Cehennem ateşi kafilesini çıkar diyecek. Adem: Cehennem kafilesi
ne demek, diye soracak. Yüce Allah şöyle buyuracak: Her bin'den dokuz yüz
doksandokuz kişi. İşte o vakit küçük olanın saçları ağaracak. "Her hamile
yükünü bırakacak. Sen insanları sarhoş göreceksin. Halbuki onlar sarhoş
değildirler, fakat Allah'ın azabı pek şiddetlidir. " [Hac, 2] Ashab: Ey
Allah'ın Resulü, dediler. Bu (binde bir olan o) tek kişiler arasına hangimiz
girebilir ki? Şöyle buyurdu: Müjdeler olsun! Sizden bir kişi, Ye'cuc ile Me'cuc'den
bin kişi. Daha sonra şöyle buyurdu: Nefsim elinde olan'a yemin ederim ki, ben
sizin cennetliklerin dörtte biri olacağınızı ümit ediyorum. Biz tekbir
getirdik. Bu sefer: Ben sizin cennetliklerin üçte biri olacağınızı ümit
ediyorum, diye buyurdu. Biz yine tekbir getirdik. Bu sefer: Ben sizin
cennetliklerin yarısı olacağınızı ümit ediyorum, dedi. Biz yine tekbir
getirdik. Şöyle buyurdu: Sizler (sayınız itibariyle) insanlar arasında ancak
beyaz bir öküzün derisindeki siyah bir kıl'a yahut da siyah bir öküzün
derisindeki beyaz bir kıl'a benzersiniz. "
Tekrar: 4741, 6530, 7483
AÇIKLAMA: Yüce Allah'ın:
"Sana Zulkarneyn'i de soruyorlar. .. O da bir yol tuttu. "[Kehf,
83-86] başlığı ile Musannıf Buhari'nin, Zulkarneyn'i İbrahim'den önce sözkonusu
etmesi Zulkarneyn'in Yunanlı İskender olduğunu iddia edenlerin görüşlerini
zayıf bulduğuna işaret etmektedir. Çünkü İskender, İsa aleyhisselam'ın dönemine
yakın bir zamanda yaşamıştır. İbrahim ile İsa dönemleri arasında ise ikibin
yıldan daha fazla bir zaman vardır. Kuwetli gördüğümüz görüşe göre zaman
itibariyle sonradan gelen İskender'e Zulkarneyn lakabının verilmesi,
imparatorluğunun genişliği ve pek çok ülkeyi emri altına alması dolayısı ile
daha önce gelmiş bulunan İskender'e benzetilmek suretiyle olmuştur. Yahut da o
Farsları yenik düşürüp, onların krallarını öldürünce Rum ve Fars gibi iki geniş
ülkenin krallığını elde etmiş olduğundan ona "Zulkarneyn" lakabı
verilmiştir. Gerçek olan ise yüce Allah'ın Kur'an-ı Kerim'de bize haberini
anlattığı Zulkarneyn'in zaman itibariyle önce olduğudur.
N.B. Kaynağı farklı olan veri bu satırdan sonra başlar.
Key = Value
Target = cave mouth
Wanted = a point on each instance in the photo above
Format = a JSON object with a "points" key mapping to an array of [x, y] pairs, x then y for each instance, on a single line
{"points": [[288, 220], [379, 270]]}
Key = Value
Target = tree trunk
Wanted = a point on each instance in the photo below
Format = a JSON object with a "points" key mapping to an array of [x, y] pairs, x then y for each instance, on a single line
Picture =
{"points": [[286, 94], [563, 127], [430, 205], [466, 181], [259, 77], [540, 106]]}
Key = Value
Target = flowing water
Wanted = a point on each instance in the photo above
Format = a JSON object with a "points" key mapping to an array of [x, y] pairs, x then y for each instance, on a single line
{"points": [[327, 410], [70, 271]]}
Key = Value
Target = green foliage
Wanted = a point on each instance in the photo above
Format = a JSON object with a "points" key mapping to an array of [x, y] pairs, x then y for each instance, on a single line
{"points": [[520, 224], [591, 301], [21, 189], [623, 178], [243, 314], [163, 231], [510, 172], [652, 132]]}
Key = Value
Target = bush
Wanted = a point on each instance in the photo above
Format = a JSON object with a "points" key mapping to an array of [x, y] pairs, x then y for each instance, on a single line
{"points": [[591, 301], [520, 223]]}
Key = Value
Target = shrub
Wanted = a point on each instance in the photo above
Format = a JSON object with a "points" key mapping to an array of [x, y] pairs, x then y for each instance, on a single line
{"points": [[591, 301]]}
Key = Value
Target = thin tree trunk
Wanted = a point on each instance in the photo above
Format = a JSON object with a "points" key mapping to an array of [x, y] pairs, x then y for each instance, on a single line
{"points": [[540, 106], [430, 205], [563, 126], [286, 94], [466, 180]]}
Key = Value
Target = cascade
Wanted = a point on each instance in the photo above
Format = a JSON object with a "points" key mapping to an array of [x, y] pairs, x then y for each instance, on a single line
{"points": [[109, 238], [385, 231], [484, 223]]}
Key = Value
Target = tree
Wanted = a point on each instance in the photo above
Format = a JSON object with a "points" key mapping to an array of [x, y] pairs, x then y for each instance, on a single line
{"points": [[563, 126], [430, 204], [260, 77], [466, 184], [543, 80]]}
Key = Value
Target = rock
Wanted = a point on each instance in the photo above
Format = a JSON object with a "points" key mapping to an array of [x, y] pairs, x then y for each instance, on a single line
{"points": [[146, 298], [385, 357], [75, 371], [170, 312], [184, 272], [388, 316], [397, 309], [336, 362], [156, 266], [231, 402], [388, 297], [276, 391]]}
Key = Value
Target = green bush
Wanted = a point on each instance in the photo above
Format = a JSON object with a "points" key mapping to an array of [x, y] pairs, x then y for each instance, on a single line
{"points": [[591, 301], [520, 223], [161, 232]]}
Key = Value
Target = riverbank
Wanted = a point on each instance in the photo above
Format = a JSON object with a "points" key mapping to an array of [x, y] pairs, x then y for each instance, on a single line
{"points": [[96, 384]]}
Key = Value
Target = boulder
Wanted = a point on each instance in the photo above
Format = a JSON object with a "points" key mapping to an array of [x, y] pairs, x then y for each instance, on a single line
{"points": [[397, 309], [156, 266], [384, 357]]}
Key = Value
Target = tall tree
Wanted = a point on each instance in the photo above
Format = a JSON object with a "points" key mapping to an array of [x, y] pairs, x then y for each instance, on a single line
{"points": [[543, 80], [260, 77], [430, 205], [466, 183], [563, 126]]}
Zulkarneyn hakkında görüş ayrılığı vardır. Daha önce geçtiği
üzere onun bir Nebi olduğu söylenmiştir. Bu aynı zamanda Abdullah b. Amr b.
el-As 'dan da rivayet edilmiştir. Kur'an'ın zahir (açık) ifadeleri de bunu
göstermektedir.
Bundan sonra Musannıf, bu başlıkta mutsıl senedli üç hadis
zikretmektedir:
Birincisi Cahş kızı Zeyneb'in, Ye'cuc ile Me'cuc'un seddi ile
alakalıdır. İleride buna dair yeterli açıklamalar Fiten bölümünün sonlarında
gelecektir.
İkinci hadis Ebu Hureyre'nin rivayet ettiği ona yakın muhsar bir
hadistir. O da orada gelecektir.
Üçüncüleri ise Ebu Said'in cehenneme gönderilecek kafile ile
alakalı hadisidir. Ona dair açıklamalar da Rikaak bölümünün sonlarında
gelecektir. (2530 nolu hadis)
Bu başlıkta bu hadisin zikredilmesinden kasıt Ye'cuc ile
Me'cuc'un sözkonusu edilmesi, onların çokluklarına işaret ve bu ümmetin onlara
oranının yaklaşık binde bir kadar olduğu, onların da -farklı kanaatte olanların
görüşlerini reddetmek üzere- Adem'in zürriyetinden olduklarıdır.